What is your motivation for reading the Bible?
The first and correct answer of course is to know God. However, perhaps more than any spiritual discipline, Bible study can become a blind pursuit of self-righteousness. Our quest for the knowledge of God can subtly become a way in which we compare ourselves to other Christians. We can come to believe that our great knowledge of Scripture means that we are spiritually mature. J.I. Packer, in his classic work Knowing God, writes,
Those of us who love to read and study Scripture are in danger of being intoxicated with knowledge about God and coming to think of ourselves as a cut above other Christians. If we do, we will fail miserably at coming to know God himself and actually being transformed by the power of his Word.
The cross is the solution
The cross of Christ crushes self-righteousness within us and calls us to enter into the very presence of a holy and righteous God, where we can receive grace and mercy. It is this grace and mercy that transforms our heart as we soak in the Scripture. The cross represents more than Christ’s death. The empty cross represents the deity of Christ, his incarnation, his perfect life, his death, his resurrection, his ascension, and his reign at the right hand of the Father. It is before this cross that we must read Scripture.
The cross helps us understand Scripture
I often hear from people that they find reading the Bible to be boring. Why is that? How can the most important message in the entire world be boring? I would like to propose to you that it is because they have failed to read the Scriptures through the lens of the cross.
The cross is the centerpiece of the Scriptures and the defining moment of history. It is the essential context of Scripture that explains everything written.
For example, you would not be moved to action if I simply told you, “There is a basement—go to the basement!” However, you would be highly motivated if I said, “There is a tornado, go to the basement!” What is the difference? Context.
The cross is the centerpiece of the Scriptures and the defining moment of history.
Every story of Scripture is a story out of context if it is told apart from the cross. The Bible becomes informational, not transformational, when it is taught apart from the redeeming work of Jesus. Jesus taught that all of Scripture points to his life, death, and resurrection (Luke 24:44-45). This is why we must read the Scriptures in full view of the cross.
All of Scripture either points to a coming Messiah who will redeem us, describes how he redeemed us, or explains the effects redemption has on our everyday lives.
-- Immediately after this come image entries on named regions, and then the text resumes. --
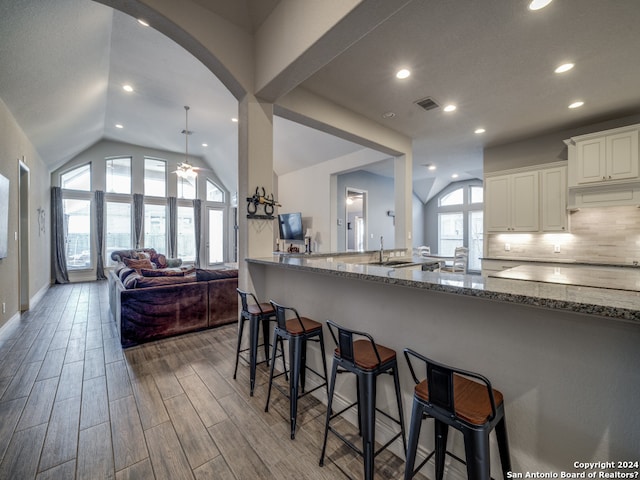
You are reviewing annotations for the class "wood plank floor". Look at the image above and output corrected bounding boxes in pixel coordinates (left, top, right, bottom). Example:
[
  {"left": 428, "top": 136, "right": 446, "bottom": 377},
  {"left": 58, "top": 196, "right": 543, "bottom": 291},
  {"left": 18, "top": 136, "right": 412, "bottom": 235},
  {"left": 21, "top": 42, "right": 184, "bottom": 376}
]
[{"left": 0, "top": 282, "right": 424, "bottom": 480}]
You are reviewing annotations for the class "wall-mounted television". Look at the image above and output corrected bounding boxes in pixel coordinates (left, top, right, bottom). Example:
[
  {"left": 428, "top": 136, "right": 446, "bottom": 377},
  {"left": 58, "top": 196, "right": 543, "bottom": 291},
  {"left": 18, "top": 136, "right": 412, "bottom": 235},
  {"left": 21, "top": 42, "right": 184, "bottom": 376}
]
[{"left": 278, "top": 212, "right": 304, "bottom": 241}]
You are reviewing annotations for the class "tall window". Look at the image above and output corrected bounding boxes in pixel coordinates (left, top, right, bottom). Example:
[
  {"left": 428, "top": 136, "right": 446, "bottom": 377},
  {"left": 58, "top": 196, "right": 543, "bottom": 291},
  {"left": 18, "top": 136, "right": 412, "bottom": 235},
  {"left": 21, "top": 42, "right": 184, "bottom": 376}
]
[
  {"left": 177, "top": 207, "right": 196, "bottom": 262},
  {"left": 144, "top": 203, "right": 167, "bottom": 253},
  {"left": 144, "top": 158, "right": 167, "bottom": 197},
  {"left": 438, "top": 183, "right": 484, "bottom": 271},
  {"left": 178, "top": 177, "right": 198, "bottom": 200},
  {"left": 207, "top": 179, "right": 224, "bottom": 202},
  {"left": 62, "top": 198, "right": 91, "bottom": 270},
  {"left": 106, "top": 157, "right": 131, "bottom": 193},
  {"left": 209, "top": 208, "right": 224, "bottom": 264},
  {"left": 104, "top": 202, "right": 132, "bottom": 266},
  {"left": 60, "top": 164, "right": 91, "bottom": 192}
]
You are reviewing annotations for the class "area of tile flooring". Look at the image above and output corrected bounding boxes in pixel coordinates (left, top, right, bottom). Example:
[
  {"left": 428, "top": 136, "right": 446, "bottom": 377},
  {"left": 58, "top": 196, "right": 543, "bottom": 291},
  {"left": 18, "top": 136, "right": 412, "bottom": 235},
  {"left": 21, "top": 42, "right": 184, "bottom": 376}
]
[{"left": 0, "top": 282, "right": 424, "bottom": 480}]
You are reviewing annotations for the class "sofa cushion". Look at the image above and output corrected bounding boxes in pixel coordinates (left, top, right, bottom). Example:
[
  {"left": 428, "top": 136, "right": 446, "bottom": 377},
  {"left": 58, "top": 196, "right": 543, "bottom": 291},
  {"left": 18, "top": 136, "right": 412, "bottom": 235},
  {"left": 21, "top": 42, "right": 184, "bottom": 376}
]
[
  {"left": 122, "top": 258, "right": 153, "bottom": 270},
  {"left": 136, "top": 274, "right": 196, "bottom": 288},
  {"left": 196, "top": 268, "right": 238, "bottom": 282}
]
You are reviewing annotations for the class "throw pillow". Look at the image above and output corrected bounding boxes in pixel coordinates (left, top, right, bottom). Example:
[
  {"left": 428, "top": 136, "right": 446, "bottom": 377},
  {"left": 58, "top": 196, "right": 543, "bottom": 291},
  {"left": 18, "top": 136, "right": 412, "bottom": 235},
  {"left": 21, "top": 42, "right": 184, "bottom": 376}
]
[
  {"left": 140, "top": 268, "right": 185, "bottom": 277},
  {"left": 123, "top": 258, "right": 153, "bottom": 270},
  {"left": 196, "top": 268, "right": 238, "bottom": 282}
]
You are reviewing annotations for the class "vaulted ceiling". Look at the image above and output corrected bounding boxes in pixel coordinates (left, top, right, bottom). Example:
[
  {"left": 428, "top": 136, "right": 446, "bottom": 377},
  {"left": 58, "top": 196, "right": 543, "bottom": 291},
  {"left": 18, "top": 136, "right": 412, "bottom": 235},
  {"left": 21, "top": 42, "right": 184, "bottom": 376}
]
[{"left": 0, "top": 0, "right": 640, "bottom": 201}]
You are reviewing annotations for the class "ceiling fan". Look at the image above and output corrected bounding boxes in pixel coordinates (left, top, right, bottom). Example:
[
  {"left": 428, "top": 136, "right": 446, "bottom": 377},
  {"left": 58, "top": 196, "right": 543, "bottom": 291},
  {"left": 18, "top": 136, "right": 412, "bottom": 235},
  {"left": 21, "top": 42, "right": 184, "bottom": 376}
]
[{"left": 172, "top": 105, "right": 202, "bottom": 180}]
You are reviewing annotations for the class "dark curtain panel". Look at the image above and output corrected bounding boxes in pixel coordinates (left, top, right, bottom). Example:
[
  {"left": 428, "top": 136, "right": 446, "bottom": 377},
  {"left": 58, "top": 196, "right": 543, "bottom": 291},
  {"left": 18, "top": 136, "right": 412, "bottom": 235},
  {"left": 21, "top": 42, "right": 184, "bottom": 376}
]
[
  {"left": 94, "top": 190, "right": 107, "bottom": 280},
  {"left": 133, "top": 193, "right": 144, "bottom": 248},
  {"left": 51, "top": 187, "right": 69, "bottom": 283},
  {"left": 193, "top": 198, "right": 202, "bottom": 268},
  {"left": 167, "top": 197, "right": 178, "bottom": 258}
]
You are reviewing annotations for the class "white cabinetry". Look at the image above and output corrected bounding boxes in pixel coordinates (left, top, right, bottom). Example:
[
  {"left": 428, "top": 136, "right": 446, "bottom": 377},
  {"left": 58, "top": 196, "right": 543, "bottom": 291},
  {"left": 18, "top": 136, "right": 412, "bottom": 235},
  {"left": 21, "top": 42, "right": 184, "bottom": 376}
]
[
  {"left": 540, "top": 166, "right": 569, "bottom": 232},
  {"left": 569, "top": 125, "right": 639, "bottom": 187},
  {"left": 485, "top": 171, "right": 539, "bottom": 232},
  {"left": 484, "top": 163, "right": 568, "bottom": 233}
]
As we read Scripture through this lens, its purpose becomes clear and its power is unleashed in our hearts.
The cross humbles us
When we read the Bible at the foot of the cross it prevents us from approaching Scripture in an arrogant way and compels us to humbly submit to its authority. When we read the word of God it will change our hearts (Heb. 4:12). It will either make our hearts harder or softer; closer to God or farther away from God.
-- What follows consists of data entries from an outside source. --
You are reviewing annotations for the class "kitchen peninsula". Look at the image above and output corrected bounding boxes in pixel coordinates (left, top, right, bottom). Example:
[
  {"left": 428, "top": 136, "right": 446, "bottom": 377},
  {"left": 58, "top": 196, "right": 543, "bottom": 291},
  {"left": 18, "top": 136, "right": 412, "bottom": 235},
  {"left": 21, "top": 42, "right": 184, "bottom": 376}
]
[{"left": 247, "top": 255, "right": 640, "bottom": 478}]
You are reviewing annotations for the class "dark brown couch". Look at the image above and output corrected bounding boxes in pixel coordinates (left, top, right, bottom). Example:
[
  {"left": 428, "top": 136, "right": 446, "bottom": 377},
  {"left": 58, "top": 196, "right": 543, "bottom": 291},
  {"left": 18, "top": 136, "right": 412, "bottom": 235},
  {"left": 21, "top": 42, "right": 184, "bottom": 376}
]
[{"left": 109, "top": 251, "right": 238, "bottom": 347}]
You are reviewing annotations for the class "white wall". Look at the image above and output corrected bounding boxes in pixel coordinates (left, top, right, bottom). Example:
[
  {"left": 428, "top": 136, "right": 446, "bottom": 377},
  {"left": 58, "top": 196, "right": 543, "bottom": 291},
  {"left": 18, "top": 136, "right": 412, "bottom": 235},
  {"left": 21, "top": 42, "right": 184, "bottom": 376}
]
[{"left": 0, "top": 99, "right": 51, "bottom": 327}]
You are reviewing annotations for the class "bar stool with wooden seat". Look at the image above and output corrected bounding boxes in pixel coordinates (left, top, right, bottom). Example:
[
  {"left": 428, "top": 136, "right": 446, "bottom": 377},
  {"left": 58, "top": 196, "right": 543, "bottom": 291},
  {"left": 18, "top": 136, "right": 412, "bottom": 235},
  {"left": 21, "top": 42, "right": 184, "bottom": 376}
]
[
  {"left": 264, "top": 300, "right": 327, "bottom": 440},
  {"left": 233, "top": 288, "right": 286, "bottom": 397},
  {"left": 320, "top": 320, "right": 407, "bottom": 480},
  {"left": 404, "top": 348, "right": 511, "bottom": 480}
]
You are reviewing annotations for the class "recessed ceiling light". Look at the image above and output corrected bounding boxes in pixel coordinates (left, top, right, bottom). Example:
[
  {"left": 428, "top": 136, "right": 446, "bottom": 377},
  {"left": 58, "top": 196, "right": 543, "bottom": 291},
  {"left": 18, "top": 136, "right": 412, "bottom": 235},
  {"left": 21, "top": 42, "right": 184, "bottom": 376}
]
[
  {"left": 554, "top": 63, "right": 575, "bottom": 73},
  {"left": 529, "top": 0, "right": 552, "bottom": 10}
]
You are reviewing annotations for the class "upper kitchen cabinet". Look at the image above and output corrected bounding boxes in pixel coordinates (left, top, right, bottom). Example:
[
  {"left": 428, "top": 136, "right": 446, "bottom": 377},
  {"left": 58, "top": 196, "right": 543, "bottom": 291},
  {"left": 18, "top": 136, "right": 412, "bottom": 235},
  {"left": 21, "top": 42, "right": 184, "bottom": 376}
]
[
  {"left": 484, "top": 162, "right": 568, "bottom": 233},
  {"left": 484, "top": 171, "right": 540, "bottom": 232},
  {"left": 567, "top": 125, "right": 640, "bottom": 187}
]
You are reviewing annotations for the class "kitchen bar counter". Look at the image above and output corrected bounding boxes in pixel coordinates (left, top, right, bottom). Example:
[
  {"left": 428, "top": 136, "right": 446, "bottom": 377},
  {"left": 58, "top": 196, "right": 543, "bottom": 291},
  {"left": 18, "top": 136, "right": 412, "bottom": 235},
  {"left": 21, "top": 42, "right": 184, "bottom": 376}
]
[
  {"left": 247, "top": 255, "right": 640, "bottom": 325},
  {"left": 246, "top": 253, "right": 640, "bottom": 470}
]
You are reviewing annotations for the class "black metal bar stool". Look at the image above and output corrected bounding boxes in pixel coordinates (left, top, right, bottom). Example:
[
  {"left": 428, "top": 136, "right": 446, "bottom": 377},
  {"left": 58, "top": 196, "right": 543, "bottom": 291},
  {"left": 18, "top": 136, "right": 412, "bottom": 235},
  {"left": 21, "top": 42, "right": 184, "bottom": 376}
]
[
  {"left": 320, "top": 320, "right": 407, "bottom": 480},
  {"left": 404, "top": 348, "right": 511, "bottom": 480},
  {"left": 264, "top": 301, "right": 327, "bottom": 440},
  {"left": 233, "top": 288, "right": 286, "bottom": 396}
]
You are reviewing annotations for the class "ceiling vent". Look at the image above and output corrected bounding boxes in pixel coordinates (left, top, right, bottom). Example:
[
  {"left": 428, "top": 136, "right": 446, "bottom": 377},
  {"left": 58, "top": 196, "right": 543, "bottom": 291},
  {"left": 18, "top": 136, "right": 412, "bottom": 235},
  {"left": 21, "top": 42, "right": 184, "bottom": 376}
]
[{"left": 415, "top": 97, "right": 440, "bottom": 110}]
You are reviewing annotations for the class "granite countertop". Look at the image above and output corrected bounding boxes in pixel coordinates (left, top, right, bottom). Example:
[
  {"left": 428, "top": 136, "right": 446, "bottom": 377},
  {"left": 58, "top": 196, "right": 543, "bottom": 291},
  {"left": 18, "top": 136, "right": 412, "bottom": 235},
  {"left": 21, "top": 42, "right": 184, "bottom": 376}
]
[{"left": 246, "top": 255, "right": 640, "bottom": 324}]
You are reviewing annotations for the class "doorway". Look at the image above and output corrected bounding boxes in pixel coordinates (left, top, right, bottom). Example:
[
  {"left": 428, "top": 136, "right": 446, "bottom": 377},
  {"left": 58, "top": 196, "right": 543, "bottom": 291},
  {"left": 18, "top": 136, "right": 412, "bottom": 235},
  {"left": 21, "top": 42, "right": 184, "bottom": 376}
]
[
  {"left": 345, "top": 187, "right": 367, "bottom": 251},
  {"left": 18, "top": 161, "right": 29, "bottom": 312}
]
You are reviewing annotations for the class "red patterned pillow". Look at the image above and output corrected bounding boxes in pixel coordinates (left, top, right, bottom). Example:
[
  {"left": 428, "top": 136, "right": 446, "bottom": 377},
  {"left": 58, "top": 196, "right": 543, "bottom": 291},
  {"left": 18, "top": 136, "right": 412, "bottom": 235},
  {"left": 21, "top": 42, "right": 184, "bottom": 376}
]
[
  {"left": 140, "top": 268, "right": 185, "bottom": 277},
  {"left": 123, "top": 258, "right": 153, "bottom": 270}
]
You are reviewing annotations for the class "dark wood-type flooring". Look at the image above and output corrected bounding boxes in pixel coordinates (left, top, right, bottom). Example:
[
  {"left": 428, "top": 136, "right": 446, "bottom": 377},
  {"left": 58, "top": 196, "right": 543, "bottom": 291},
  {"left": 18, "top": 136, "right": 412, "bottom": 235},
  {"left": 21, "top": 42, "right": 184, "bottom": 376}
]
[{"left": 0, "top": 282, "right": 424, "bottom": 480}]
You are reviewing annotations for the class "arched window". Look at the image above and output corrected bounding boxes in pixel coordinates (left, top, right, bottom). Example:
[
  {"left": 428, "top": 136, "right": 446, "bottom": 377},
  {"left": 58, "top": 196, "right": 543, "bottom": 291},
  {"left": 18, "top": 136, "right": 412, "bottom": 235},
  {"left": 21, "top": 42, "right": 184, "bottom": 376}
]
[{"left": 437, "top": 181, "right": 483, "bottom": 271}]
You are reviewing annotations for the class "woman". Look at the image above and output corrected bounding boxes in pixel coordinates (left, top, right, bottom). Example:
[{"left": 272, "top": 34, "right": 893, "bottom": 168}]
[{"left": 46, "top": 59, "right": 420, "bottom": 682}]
Reading Scripture in view of the cross puts Christ at the center of the story and gives hope and restoration to our story.
The reading of the Word of God can make people arrogant or repentant, proud or humble. Jesus warred against the Pharisees because they knew the Scriptures, but they became arrogant and proud instead of repentant and humble.
Reading Scripture in view of the cross puts Christ at the center of the story and gives hope and restoration to our story. Reading Scripture in full view of the cross produces in us both humility and hope.
The cross gives us hope
Reading the Bible can be daunting in light of all the “do’s” and “don’ts.” When we read the Bible at the foot of the cross it reminds us that we could never fulfill the Law, which convicts us but yet at the same time comforts us in the truth that Christ has fulfilled the Law for us (Matt. 5:17-20). Our reading of Scripture should not be done through the lens of do’s and don’ts, but in the shadow of the cross’s “done!”